La liquidation des mauvaises créances d’UBS s’opère à un rythme soutenu. Une année après la création du fonds de stabilisation chargé d’écouler les titres pourris de la grande banque (StabFund) par la Banque nationale (BNS) et six mois après son démarrage effectif, le portefeuille a diminué de près de moitié. Au 30 septembre, il s’élevait à 21,5 milliards de dollars contre 38,7 milliards à la fin mars.

Hausse des cours

Ces chiffres se lisent sur le bilan au troisième trimestre de la BNS, publié vendredi matin. Ils indiquent aussi que StabFund a limité les pertes sur les moins-values dans le courant du troisième trimestre. Dans le commentaire de ses résultats, la banque centrale explique que «le fonds de stabilisation n’a tiré que modestement profit du redressement des marchés au troisième trimestre». Ce «profit» tranche avec le trou constaté au trimestre précédent: «la perte cumulée se chiffre à 4,5 milliards de dollars», écrivait la banque lors de la publication de ses résultats au deuxième trimestre.
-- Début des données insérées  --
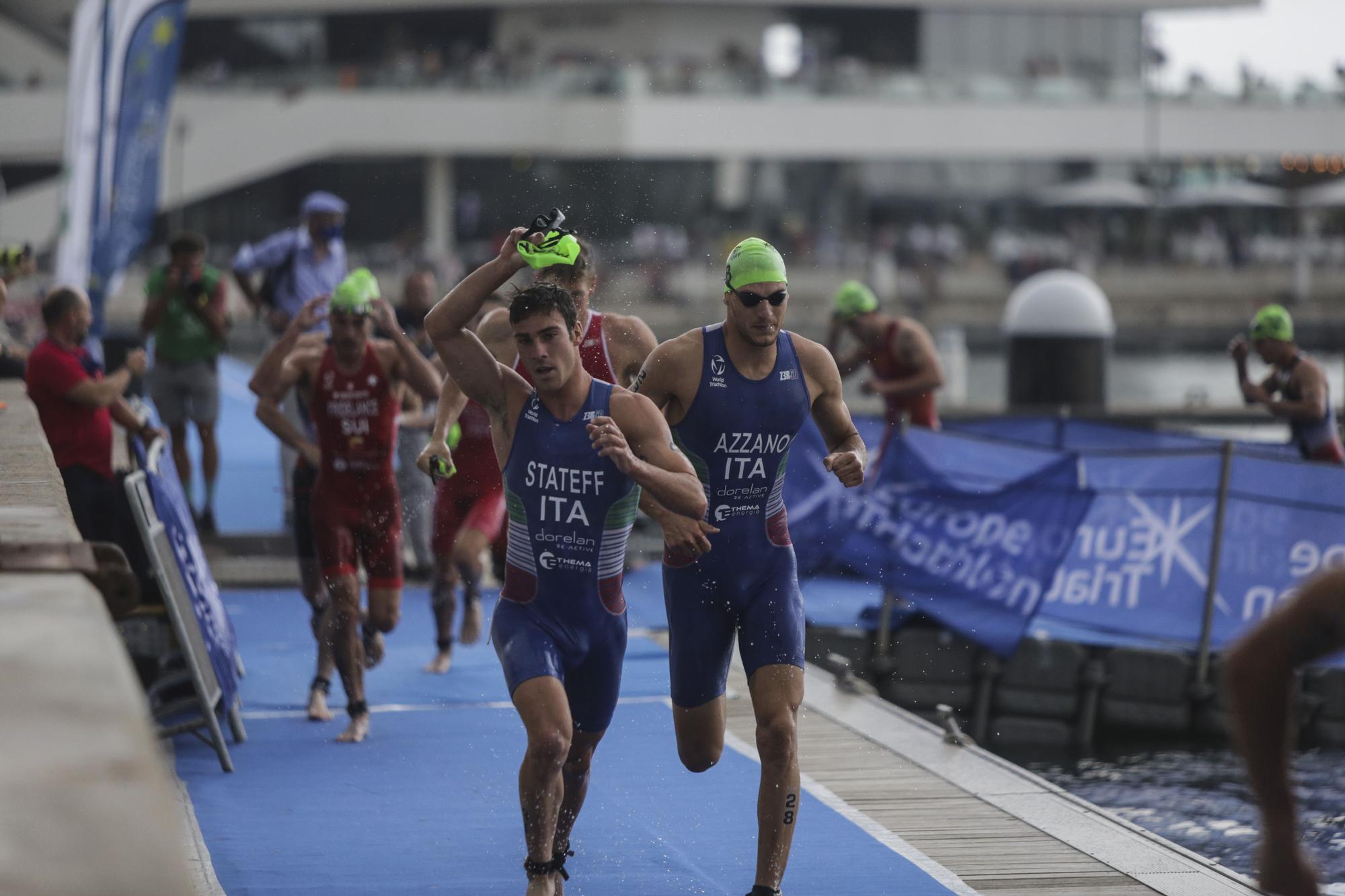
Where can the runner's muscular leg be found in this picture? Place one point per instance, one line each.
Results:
(700, 733)
(467, 560)
(575, 775)
(777, 693)
(348, 649)
(445, 607)
(545, 710)
(325, 633)
(181, 458)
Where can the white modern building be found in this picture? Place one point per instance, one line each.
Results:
(720, 106)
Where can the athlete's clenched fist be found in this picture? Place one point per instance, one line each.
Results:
(847, 466)
(609, 442)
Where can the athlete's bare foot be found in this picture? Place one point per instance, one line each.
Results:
(443, 659)
(544, 885)
(473, 619)
(318, 705)
(356, 732)
(373, 647)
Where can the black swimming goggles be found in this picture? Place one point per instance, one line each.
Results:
(754, 299)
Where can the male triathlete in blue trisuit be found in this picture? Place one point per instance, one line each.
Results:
(575, 454)
(736, 395)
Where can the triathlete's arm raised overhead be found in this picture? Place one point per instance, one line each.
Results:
(470, 364)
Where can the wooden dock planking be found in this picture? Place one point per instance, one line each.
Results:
(1003, 831)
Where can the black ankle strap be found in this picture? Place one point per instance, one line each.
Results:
(559, 858)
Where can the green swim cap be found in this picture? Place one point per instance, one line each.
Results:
(855, 299)
(356, 294)
(1273, 322)
(754, 260)
(558, 248)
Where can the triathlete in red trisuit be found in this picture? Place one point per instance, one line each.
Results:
(899, 352)
(469, 507)
(357, 516)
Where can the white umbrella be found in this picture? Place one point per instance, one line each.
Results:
(1230, 194)
(1324, 197)
(1096, 193)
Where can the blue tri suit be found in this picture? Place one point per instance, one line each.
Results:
(562, 611)
(738, 435)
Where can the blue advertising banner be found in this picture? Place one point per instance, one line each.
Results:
(124, 61)
(216, 627)
(1140, 564)
(980, 561)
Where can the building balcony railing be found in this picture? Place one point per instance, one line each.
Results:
(844, 79)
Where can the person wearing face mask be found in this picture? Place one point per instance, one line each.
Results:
(298, 266)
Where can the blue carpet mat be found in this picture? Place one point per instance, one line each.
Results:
(430, 802)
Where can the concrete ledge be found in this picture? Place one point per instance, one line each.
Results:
(88, 798)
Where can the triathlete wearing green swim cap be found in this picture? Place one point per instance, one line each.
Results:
(855, 299)
(902, 356)
(1299, 381)
(754, 260)
(1273, 322)
(356, 294)
(736, 393)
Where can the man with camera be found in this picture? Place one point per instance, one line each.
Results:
(186, 314)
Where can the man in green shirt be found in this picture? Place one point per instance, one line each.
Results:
(186, 314)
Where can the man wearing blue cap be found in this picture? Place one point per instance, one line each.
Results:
(299, 264)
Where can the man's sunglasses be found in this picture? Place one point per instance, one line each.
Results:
(753, 299)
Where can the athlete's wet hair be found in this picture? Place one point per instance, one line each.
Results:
(571, 276)
(540, 299)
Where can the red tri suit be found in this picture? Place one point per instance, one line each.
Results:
(357, 510)
(474, 497)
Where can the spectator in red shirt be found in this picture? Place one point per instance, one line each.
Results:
(77, 405)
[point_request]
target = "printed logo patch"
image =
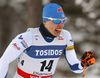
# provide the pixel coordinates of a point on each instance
(70, 48)
(36, 37)
(15, 46)
(24, 44)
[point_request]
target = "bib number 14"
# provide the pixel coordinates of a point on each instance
(48, 67)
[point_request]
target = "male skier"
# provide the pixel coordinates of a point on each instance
(39, 49)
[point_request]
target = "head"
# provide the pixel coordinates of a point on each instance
(53, 18)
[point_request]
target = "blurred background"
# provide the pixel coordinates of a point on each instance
(83, 22)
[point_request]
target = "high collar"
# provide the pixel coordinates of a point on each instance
(45, 32)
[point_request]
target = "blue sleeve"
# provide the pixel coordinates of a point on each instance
(73, 62)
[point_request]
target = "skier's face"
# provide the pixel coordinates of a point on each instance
(54, 29)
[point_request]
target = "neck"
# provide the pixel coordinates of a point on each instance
(45, 32)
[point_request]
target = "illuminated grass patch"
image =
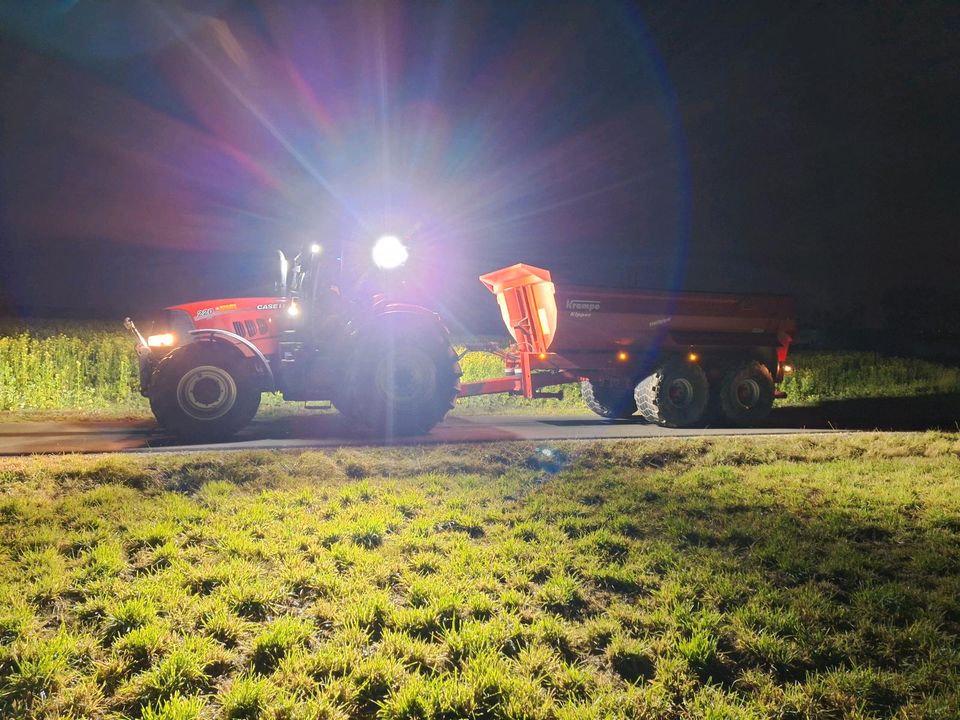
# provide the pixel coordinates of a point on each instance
(772, 577)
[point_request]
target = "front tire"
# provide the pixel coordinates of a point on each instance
(608, 400)
(401, 383)
(204, 392)
(674, 395)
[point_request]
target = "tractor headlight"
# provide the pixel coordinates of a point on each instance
(164, 340)
(389, 252)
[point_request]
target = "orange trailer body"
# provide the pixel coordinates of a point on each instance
(576, 332)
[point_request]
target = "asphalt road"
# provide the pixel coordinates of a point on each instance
(330, 430)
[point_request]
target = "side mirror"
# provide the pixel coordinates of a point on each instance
(284, 269)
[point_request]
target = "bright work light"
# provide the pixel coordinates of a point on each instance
(389, 252)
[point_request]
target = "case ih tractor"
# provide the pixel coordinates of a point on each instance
(674, 359)
(387, 366)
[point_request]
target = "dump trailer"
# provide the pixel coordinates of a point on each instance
(674, 359)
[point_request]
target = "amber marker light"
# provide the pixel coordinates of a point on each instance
(165, 340)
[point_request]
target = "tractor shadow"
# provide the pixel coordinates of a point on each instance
(925, 412)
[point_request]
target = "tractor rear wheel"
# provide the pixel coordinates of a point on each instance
(401, 382)
(674, 395)
(608, 400)
(745, 396)
(204, 392)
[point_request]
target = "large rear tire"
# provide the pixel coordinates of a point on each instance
(674, 395)
(608, 400)
(401, 382)
(205, 392)
(745, 395)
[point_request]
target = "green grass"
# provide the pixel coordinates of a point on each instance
(783, 577)
(90, 369)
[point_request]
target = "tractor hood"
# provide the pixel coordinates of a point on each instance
(257, 319)
(213, 313)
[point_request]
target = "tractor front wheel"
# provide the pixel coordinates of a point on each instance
(204, 392)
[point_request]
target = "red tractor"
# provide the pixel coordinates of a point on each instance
(388, 366)
(674, 359)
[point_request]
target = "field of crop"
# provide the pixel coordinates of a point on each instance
(726, 578)
(92, 368)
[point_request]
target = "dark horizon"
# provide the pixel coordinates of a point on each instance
(750, 148)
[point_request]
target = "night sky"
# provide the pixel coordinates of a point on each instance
(154, 153)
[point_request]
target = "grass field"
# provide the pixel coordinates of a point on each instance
(91, 368)
(728, 578)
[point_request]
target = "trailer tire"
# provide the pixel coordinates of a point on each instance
(745, 395)
(204, 392)
(401, 383)
(673, 395)
(607, 400)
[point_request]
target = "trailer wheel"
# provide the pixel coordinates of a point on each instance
(674, 395)
(607, 400)
(401, 383)
(745, 396)
(204, 392)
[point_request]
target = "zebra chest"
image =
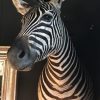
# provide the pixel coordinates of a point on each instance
(51, 87)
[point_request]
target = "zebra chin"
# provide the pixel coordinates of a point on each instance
(21, 59)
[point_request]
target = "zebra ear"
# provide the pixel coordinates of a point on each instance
(57, 3)
(21, 6)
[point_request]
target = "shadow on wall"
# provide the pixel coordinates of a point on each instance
(82, 19)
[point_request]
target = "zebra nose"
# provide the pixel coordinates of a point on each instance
(21, 54)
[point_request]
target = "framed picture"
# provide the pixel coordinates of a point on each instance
(7, 77)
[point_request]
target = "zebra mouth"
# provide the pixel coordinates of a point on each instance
(26, 68)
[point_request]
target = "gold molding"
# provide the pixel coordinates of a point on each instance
(8, 90)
Autrement dit, les actifs du fonds de stabilisation ont été mieux vendus au cours de l’été que pendant les mois précédents. Cela s’explique par le redressement des marchés concernés, principalement depuis mars dernier. L’indice iTraxx Cross­over, qui suit l’évolution de certains titres de dette «à la casse», a progressé de près de 24% depuis le début de l’année. Parmi les acheteurs figurent nombre de fonds «distressed» (ou «vautours»), spécialisés dans l’acquisition de titres vendus au rabais en raison du mauvais état de l’emprunteur.

Encore l’hétérogénéité du portefeuille du fonds de stabilisation entraîne-t-elle des tendances parfois très divergentes entre les différents actifs. Lors de sa constitution définitive au seuil du printemps, il était composé de titres, de crédits non titrisés et de positions en dérivés, tous essentiellement basés sur de l’immobilier aux Etats-Unis, en Europe et au Japon.
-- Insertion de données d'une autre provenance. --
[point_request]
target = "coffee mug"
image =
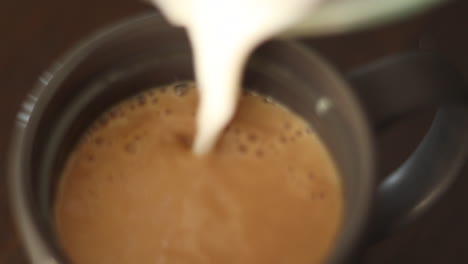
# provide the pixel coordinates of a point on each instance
(145, 51)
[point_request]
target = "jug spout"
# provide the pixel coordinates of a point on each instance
(337, 16)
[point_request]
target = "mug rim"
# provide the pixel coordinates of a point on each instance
(25, 127)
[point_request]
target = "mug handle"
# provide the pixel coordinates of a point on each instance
(393, 88)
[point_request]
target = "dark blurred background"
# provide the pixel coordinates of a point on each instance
(34, 33)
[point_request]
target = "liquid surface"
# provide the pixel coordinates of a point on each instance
(133, 192)
(223, 34)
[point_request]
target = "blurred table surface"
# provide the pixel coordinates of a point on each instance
(34, 33)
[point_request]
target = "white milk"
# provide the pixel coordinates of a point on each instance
(223, 33)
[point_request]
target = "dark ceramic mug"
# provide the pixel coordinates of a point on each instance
(144, 52)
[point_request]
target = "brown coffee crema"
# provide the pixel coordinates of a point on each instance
(133, 192)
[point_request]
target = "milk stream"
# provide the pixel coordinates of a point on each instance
(223, 33)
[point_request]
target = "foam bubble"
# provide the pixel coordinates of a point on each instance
(181, 89)
(141, 99)
(311, 175)
(259, 153)
(243, 148)
(98, 141)
(268, 100)
(283, 139)
(130, 148)
(252, 137)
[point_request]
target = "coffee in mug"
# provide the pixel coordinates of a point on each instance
(132, 191)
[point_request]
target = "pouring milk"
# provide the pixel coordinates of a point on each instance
(223, 33)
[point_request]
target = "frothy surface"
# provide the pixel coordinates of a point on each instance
(133, 192)
(223, 33)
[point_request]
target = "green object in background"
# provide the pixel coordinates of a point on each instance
(336, 16)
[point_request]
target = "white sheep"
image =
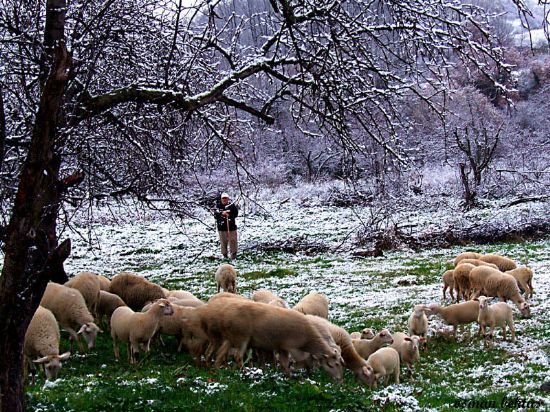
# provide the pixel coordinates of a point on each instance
(365, 347)
(89, 285)
(384, 363)
(266, 296)
(499, 314)
(226, 278)
(134, 328)
(457, 314)
(313, 304)
(70, 310)
(524, 279)
(42, 344)
(418, 321)
(407, 346)
(135, 290)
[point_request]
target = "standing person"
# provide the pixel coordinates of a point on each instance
(225, 215)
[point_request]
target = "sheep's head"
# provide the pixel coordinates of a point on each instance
(89, 331)
(52, 364)
(385, 336)
(367, 333)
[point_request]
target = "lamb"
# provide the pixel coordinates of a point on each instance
(352, 360)
(407, 347)
(461, 278)
(524, 279)
(499, 314)
(418, 321)
(136, 327)
(502, 262)
(365, 347)
(89, 285)
(42, 344)
(226, 278)
(313, 304)
(238, 323)
(466, 255)
(384, 362)
(504, 286)
(265, 296)
(456, 314)
(448, 283)
(69, 308)
(135, 290)
(108, 302)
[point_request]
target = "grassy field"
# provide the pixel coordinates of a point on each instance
(376, 292)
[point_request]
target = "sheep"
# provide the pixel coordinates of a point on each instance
(108, 302)
(407, 346)
(461, 278)
(42, 344)
(418, 321)
(502, 262)
(524, 279)
(313, 304)
(352, 360)
(448, 283)
(238, 323)
(456, 314)
(136, 327)
(466, 255)
(504, 286)
(69, 308)
(365, 347)
(226, 278)
(135, 290)
(265, 296)
(384, 362)
(89, 285)
(499, 314)
(104, 283)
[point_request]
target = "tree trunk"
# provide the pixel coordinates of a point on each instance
(32, 257)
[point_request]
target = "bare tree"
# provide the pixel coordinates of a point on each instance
(139, 95)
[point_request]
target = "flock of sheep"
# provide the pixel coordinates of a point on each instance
(229, 325)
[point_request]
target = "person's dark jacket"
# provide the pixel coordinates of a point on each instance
(221, 222)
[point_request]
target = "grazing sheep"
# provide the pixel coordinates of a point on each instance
(384, 362)
(461, 278)
(352, 360)
(365, 347)
(407, 346)
(504, 286)
(108, 302)
(69, 308)
(135, 290)
(104, 283)
(41, 345)
(313, 304)
(503, 263)
(226, 278)
(448, 283)
(524, 279)
(265, 296)
(238, 323)
(499, 314)
(457, 314)
(89, 285)
(136, 327)
(466, 255)
(418, 321)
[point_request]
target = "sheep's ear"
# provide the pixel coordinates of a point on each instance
(65, 356)
(42, 360)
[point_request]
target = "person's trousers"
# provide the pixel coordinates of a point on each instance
(228, 239)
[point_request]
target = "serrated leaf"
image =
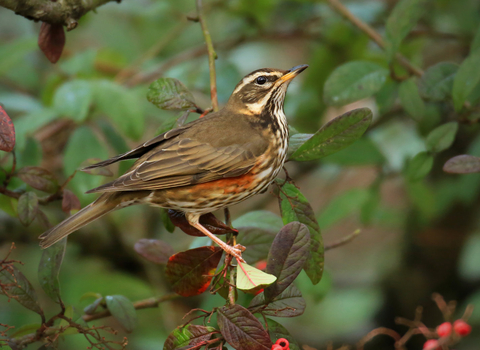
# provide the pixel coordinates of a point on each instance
(288, 254)
(191, 272)
(295, 207)
(123, 310)
(251, 279)
(241, 329)
(122, 106)
(437, 82)
(411, 100)
(289, 303)
(353, 81)
(189, 335)
(167, 223)
(51, 40)
(442, 137)
(336, 135)
(39, 178)
(19, 288)
(49, 268)
(7, 132)
(462, 164)
(401, 21)
(27, 208)
(419, 166)
(154, 250)
(277, 331)
(466, 79)
(170, 94)
(73, 99)
(70, 202)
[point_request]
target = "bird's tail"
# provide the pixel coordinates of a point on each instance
(86, 215)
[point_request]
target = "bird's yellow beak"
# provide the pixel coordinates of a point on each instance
(292, 73)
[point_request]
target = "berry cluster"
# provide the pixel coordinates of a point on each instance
(460, 328)
(281, 344)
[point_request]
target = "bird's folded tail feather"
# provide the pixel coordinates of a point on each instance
(81, 218)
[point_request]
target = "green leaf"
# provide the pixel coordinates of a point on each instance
(419, 166)
(466, 79)
(241, 329)
(295, 207)
(342, 206)
(39, 178)
(154, 250)
(122, 106)
(73, 99)
(289, 303)
(353, 81)
(49, 268)
(411, 100)
(336, 135)
(401, 21)
(437, 82)
(123, 310)
(277, 331)
(187, 336)
(191, 272)
(170, 94)
(288, 254)
(463, 164)
(442, 137)
(27, 208)
(16, 286)
(251, 279)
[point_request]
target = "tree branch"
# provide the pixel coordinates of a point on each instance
(211, 56)
(373, 34)
(66, 12)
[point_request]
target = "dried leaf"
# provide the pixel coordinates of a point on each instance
(49, 268)
(19, 288)
(241, 329)
(39, 178)
(70, 202)
(51, 41)
(123, 310)
(191, 272)
(7, 132)
(288, 254)
(27, 207)
(154, 250)
(189, 335)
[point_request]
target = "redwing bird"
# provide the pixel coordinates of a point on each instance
(210, 163)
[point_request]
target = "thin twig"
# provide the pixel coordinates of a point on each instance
(211, 56)
(141, 304)
(373, 34)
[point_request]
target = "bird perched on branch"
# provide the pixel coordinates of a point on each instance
(208, 164)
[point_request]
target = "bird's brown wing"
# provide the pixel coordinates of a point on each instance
(183, 161)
«La liquidité et la variation des cours diffèrent fortement d’un marché à l’autre, et donc d’une catégorie de titres à l’autre. Nous intervenons au mieux dans ce contexte», explique un porte-parole de la Banque nationale.

Ralentissement des cessions

Si la hausse des marchés des actifs pourris ne s’est que modestement répercutée sur les comptes du fonds de stabilisation, c’est que ce dernier les avait repris à des prix plus hauts encore. Lors de sa constitution, de décembre 2008 à mars 2009, le fonds a repris les titres de prêts d’UBS à leur valeur au 30 septembre 2008. D’octobre à décembre de cette année-là, les prix avaient baissé. Leur redressement de cette année n’a donc pu que rapprocher les prix du marché des valeurs comptables.

Le rythme des cessions s’est ralenti pendant les trois mois d’été. De juillet à septembre, pour 2 milliards de dollars de titres seulement ont été vendus. Toutefois, ce rythme suggère que la totalité des actifs pourris d’UBS pourrait être liquidée en trois ou quatre ans au lieu des huit à douze prévus au départ. «Nous ne publions pas de projections en la matière», se défend néanmoins le porte-parole de la Banque nationale.

Le fonds de stabilisation est financé pour l’essentiel par un prêt en dollars de la BNS, cette dernière se refinançant en billets verts sur le marché obligataire. C’est elle aussi qui en assume les risques et se charge de sa gestion. La valeur des actifs est couverte par le prêt de l’institut d’émission ainsi que par un droit conditionnel que ce dernier a sur un paquet de 100 millions d’actions d’UBS, calculé au prix du marché. A 17,10 francs, cela constitue une couverture supplémentaire de 1,7 milliard, qui a pu dépasser 1,9 milliard en septembre et en octobre lorsque le cours était au plus haut. «Nous ne ferons les calculs qu’à la fin de l’année», précise néanmoins le porte-parole de la BNS.